Twenty years ago when I imagined what life would be like with children, I didn’t realize how many demands motherhood required. Nor did I know that my influence would not always produce the outcomes I anticipated either. One day in particular comes to mind when the kids were about five and three. I was daydreaming about taking them out on an adventure and thought about all the things I needed to pack in order for us to get out the door. I was actually really looking forward to finally getting out and doing something different. In a split second, there was no way I was going to make it happen.
All I could think of was how I was supposed to move through the rest of the day with vitality and purpose when feeling so disappointed.
I was so excited to get out of the house and the idea of the kids experiencing something new excited me more. Accepting that I had to switch gears and cancel our outing was so disappointing! When I recognized my negative thoughts around my disappointment I knew I needed to make a conscious effort to stay positive but I really didn’t feel like thinking that way. I just wanted to carry that bad attitude for a while!
I have read that practicing presence of mind helps one move in the direction of their desires.
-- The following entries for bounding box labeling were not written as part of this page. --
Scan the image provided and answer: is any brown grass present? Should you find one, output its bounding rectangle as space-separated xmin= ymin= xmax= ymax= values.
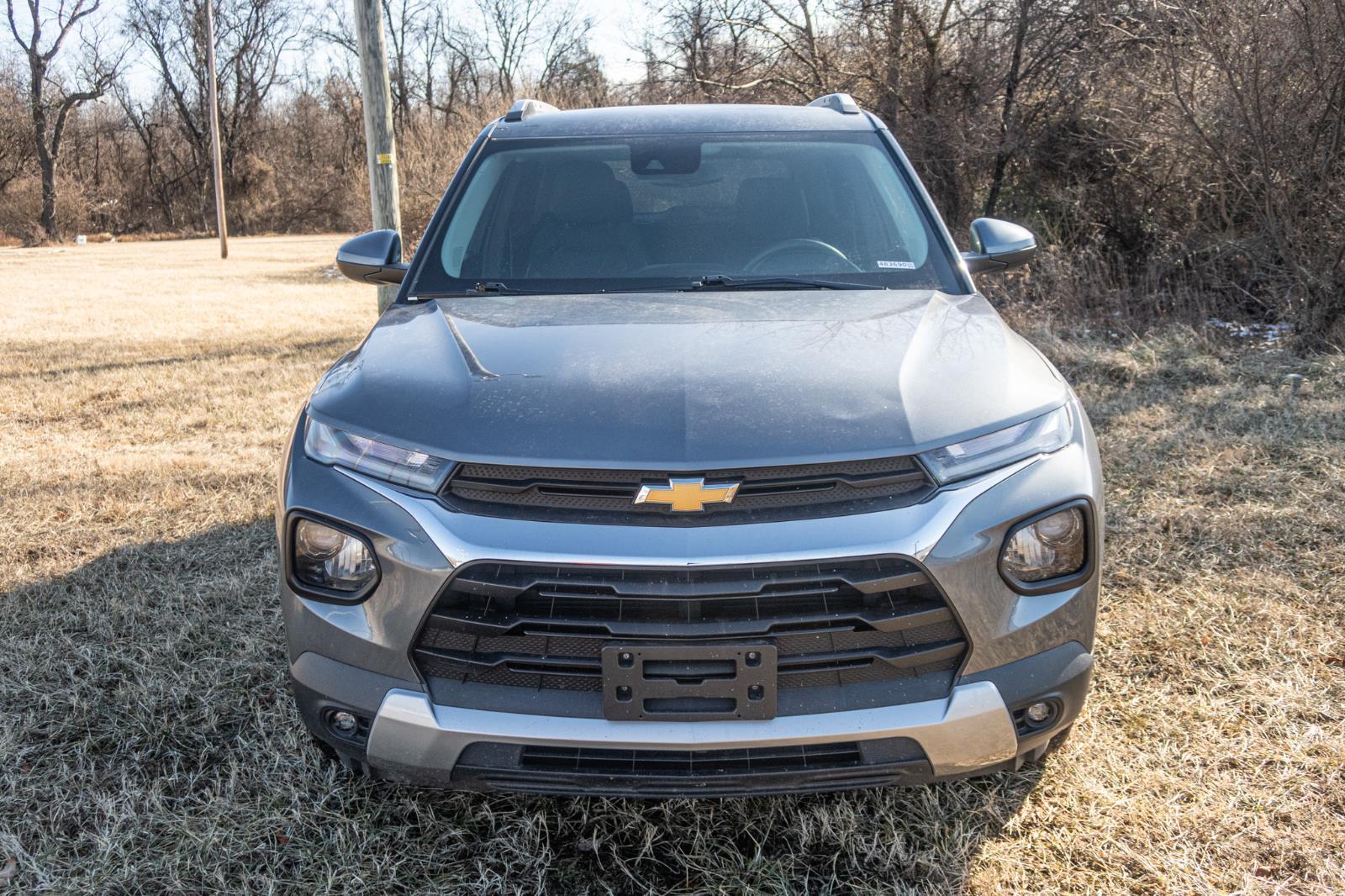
xmin=0 ymin=237 xmax=1345 ymax=893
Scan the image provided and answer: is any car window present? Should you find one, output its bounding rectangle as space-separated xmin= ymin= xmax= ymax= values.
xmin=417 ymin=133 xmax=959 ymax=292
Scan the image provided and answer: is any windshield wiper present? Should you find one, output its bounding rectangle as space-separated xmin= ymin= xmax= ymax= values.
xmin=690 ymin=275 xmax=885 ymax=289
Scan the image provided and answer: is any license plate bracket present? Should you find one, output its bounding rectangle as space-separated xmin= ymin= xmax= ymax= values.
xmin=603 ymin=643 xmax=778 ymax=721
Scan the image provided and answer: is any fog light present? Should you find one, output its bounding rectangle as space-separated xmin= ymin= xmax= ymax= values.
xmin=1024 ymin=704 xmax=1052 ymax=725
xmin=294 ymin=519 xmax=378 ymax=592
xmin=332 ymin=704 xmax=357 ymax=735
xmin=1000 ymin=507 xmax=1088 ymax=582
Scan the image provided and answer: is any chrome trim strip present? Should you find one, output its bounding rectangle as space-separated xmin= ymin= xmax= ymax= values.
xmin=367 ymin=681 xmax=1018 ymax=780
xmin=334 ymin=456 xmax=1040 ymax=567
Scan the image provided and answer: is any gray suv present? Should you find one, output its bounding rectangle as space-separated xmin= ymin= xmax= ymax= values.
xmin=276 ymin=94 xmax=1103 ymax=797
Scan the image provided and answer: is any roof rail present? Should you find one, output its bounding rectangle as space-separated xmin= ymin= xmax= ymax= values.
xmin=504 ymin=99 xmax=560 ymax=121
xmin=809 ymin=92 xmax=859 ymax=116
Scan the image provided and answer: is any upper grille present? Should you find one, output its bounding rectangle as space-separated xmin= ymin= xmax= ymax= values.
xmin=441 ymin=457 xmax=933 ymax=526
xmin=413 ymin=558 xmax=966 ymax=710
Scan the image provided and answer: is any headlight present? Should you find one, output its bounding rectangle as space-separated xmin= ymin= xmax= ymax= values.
xmin=293 ymin=519 xmax=378 ymax=594
xmin=304 ymin=417 xmax=451 ymax=491
xmin=920 ymin=405 xmax=1074 ymax=484
xmin=1000 ymin=506 xmax=1088 ymax=582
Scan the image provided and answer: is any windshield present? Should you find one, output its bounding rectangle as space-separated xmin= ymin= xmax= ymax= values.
xmin=415 ymin=133 xmax=962 ymax=295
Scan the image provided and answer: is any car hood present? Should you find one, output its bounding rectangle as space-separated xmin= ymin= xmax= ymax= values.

But that afternoon, I wasn’t practicing that! Well, at least in a positive light. I let the change of direction take hold of my attitude and indirectly my kids bared the brunt of that. When I had some time to reflect I did think of how I could react differently next time. I also learned a big lesson through it all because I had already been experiencing quite a bit of this with the age of my kids. But this time was different. I noticed that I didn’t like how I was acting. I was feeling so disengaged and I wanted to get out of the funk I was in.
The desires of my heart did not match my behavior.
At this point all I could think about was how I like the thoughts that excite and engage. And I love meeting my children with presence of mind because it allows me to genuinely engage in conversation with meaning, purpose, love and intention. The approach with eye-to-eye contact influences a much better outcome than one half-hearted or distracted .
I knew I needed to change my mind.
I also had to remember that shepherding children takes courage, selfless acts and a commitment to helping them grow and become what they were intended for. If I rest my eyes on the Lord our God and focus on His promises, listening to those precious details he only tells me, it helps me engage with confidence, courage and His lead. It was then that my thoughts had transformed and a powerful peace of mind overcame me. In that moment, my presence of mind had changed.
Have you ever felt that way? How did you overcome?